1. Exact Search:
This will return documents that contain exactly the search term or phrase that you entered. Suppose you are trying to gather information on code inspector of ABAP workbench, and your search phrase is “code inspector” (including quotation). This would return only those documents which have code inspector term in it. It wont return any document which contains only one of them and not other. Below is a snapshot of the above scenario
2. Boolean Search:
You can use few logical operators like AND, OR, NOT to form more complex search queries from individual phrases. To differentiate these operators from our search terms, we write these operators in capital letters. The search terms between the Boolean operators can be single words or word groups or phrases. Now suppose, we want to search those documents which should contain the phrase code but not inspector. The query will then look like this: We can also use nested logical expressions as our query. For example: code AND ( inspector OR optimizer ). Do not forget to put a space before and after each parenthesis.
3. Wildcard search
This is a normal wildcard search which we have been using since the early days of computing. It enables us to enter placeholders aka wildcard characters in the query. Just for refreshing memory, ‘?’ stands for a single character and ‘*’ for a sequence of characters. Example: If our search query is co*, the engine will return all documents which have words code, company or for that fact any word starting from co.

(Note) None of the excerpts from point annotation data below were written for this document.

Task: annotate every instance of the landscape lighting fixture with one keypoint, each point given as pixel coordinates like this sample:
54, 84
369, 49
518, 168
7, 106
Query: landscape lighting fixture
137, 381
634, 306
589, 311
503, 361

Fuzzy Search – More interesting
This provides more flexibility and power to our search query. It matches those words also which have a similar spelling. Actually these new words are decided by an “editing distance”. These can be transformed to the search terms by a predecided number of character modifications. We can set this “editing distance” to bring more or less fuzziness. But the best is to maintain the fuzzy set value between 0.8 to 1. For example: if we have set the value of “editing distance” as 1, and we searched for organization, it will return documents for both organization as well as organisation. This feature is also used to implement “Do you mean”. Here is a snapshot:
Linuguistic Search – Most interesting
This feature reduces the search term to its word stem and then searches for all variants of this root stem. A very good example for this is(taken from TREX documentation): A search for mice also finds mouse. A search for either mouse or catch can find a document containing the sentence “The traps caught the mice”.